There stood on Campden Hill a large, dun-coloured house, enclosed by a walled-in garden of several acres in extent. It belonged to no particular order of architecture, and was more suggestive of comfort than of splendour, with its great windows, and rambling, nondescript proportions. On one side, built out from the house itself, was a big glass structure, originally designed for a conservatory. On the April morning of which I write, the whole place wore a dejected and dismantled appearance; while in the windows and on the outer wall of the garden were fixed black and white posters, announcing a sale of effects to take place on that day week.
The air of desolation which hung about the house had communicated itself in some vague manner to the garden, where the trees were bright with blossom, or misty with the tender green of the young leaves. Perhaps the effect of sadness was produced, or at least heightened, by the pathetic figure that paced slowly up and down the gravel path immediately before the house; the figure of a young woman, slight, not tall, bare-headed, and clothed in deep mourning.
She paused at last in her walk, and stood a moment in a listening attitude, her face uplifted to the sky.
Gertrude Lorimer was not a beautiful woman, and such good looks as she possessed varied from day to day, almost from hour to hour; but a certain air of character and distinction clung to her through all her varying moods, and redeemed her from a possible charge of plainness.
She had an arching, unfashionable forehead, like those of Lionardo da Vinci's women, short-sighted eyes, and an expressive month and chin. As she stood in the full light of the spring sunshine, her face pale and worn with recent sorrow, she looked, perhaps, older than her twenty-three years.

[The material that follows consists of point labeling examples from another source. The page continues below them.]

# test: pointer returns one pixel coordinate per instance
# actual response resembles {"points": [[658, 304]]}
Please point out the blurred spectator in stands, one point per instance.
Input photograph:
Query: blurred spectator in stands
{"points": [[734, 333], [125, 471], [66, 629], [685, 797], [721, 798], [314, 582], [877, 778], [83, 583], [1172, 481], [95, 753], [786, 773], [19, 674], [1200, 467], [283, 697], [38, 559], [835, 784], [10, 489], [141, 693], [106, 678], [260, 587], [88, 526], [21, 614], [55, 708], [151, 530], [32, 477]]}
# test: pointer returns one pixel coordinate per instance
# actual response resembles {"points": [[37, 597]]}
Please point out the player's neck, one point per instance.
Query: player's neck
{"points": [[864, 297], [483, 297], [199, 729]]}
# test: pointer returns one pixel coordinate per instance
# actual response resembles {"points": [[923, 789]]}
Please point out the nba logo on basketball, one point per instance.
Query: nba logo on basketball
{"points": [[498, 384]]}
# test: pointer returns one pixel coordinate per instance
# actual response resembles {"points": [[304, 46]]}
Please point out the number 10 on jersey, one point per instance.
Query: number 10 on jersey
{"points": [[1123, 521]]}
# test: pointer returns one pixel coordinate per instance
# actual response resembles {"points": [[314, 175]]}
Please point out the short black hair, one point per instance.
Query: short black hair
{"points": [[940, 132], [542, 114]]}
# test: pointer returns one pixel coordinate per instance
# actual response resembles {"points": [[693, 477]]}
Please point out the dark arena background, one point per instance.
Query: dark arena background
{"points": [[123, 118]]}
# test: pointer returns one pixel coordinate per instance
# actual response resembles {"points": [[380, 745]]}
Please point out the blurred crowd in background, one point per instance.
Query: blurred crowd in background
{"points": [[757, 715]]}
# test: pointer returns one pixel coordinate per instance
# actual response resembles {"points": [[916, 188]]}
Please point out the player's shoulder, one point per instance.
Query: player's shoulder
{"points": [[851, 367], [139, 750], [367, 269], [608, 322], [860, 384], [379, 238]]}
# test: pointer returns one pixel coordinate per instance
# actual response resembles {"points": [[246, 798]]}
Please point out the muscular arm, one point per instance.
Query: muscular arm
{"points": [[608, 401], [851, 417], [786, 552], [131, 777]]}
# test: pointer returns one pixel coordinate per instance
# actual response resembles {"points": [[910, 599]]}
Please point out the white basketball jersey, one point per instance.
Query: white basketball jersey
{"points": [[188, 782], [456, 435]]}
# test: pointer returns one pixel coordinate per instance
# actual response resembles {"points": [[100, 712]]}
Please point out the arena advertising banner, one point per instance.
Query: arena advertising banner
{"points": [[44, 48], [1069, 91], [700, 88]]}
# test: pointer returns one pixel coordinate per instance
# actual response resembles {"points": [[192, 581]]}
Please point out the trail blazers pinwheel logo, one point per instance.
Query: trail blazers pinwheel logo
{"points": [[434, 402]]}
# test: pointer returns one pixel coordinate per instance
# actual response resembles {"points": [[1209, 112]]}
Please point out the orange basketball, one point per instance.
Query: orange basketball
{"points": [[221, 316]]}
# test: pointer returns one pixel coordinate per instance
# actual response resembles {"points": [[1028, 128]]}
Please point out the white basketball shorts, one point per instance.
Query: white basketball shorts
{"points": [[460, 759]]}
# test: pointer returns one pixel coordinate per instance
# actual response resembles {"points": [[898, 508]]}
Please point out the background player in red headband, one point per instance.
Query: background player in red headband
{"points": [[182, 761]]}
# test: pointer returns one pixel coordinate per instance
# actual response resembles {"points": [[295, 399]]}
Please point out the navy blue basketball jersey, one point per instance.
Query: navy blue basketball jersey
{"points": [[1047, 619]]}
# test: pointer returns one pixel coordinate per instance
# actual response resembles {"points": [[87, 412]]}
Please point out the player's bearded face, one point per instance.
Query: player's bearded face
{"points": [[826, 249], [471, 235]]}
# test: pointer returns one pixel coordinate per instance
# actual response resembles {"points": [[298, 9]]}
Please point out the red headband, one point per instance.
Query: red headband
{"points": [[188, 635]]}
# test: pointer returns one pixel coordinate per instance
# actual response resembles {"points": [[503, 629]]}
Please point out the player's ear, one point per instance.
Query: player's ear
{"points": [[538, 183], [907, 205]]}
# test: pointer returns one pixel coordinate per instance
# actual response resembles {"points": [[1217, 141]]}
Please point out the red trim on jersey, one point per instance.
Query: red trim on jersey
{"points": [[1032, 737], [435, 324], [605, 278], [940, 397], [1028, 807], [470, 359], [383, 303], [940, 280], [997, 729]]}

Pushing back from her forehead the hair, which, though not cut into a "fringe," had a tendency to stray about her face, and passing her hand across her eyes, with a movement expressive of mingled anxiety and resolve, she walked quickly to the door of the conservatory, opened it, and went inside.
The interior of the great glass structure would have presented a surprise to the stranger expectant of palms and orchids. It was fitted up as a photographer's studio.
Several cameras, each of a different size, stood about the room. In one corner was a great screen of white-painted canvas; there were blinds to the roof adapted for admitting or excluding the light; and paste-pots, bottles, printing-frames, photographs in various stages of finish—a nondescript heap of professional litter—were scattered about the place from end to end.
Standing among these properties was a young girl of about twenty years of age; fair, slight, upright as a dart, with a glance at once alert and serene.
The two young creatures in their black dresses advanced to each other, then stood a moment, clinging to one another in silence.
It was the first time that either had been in the studio since the day when their unforeseen calamity had overtaken them; a calamity which seemed to them so mysterious, so unnatural, so past all belief, and yet which was common-place enough—a sudden loss of fortune, immediately followed by the sudden death of the father, crushed by the cruel blow which had fallen on him.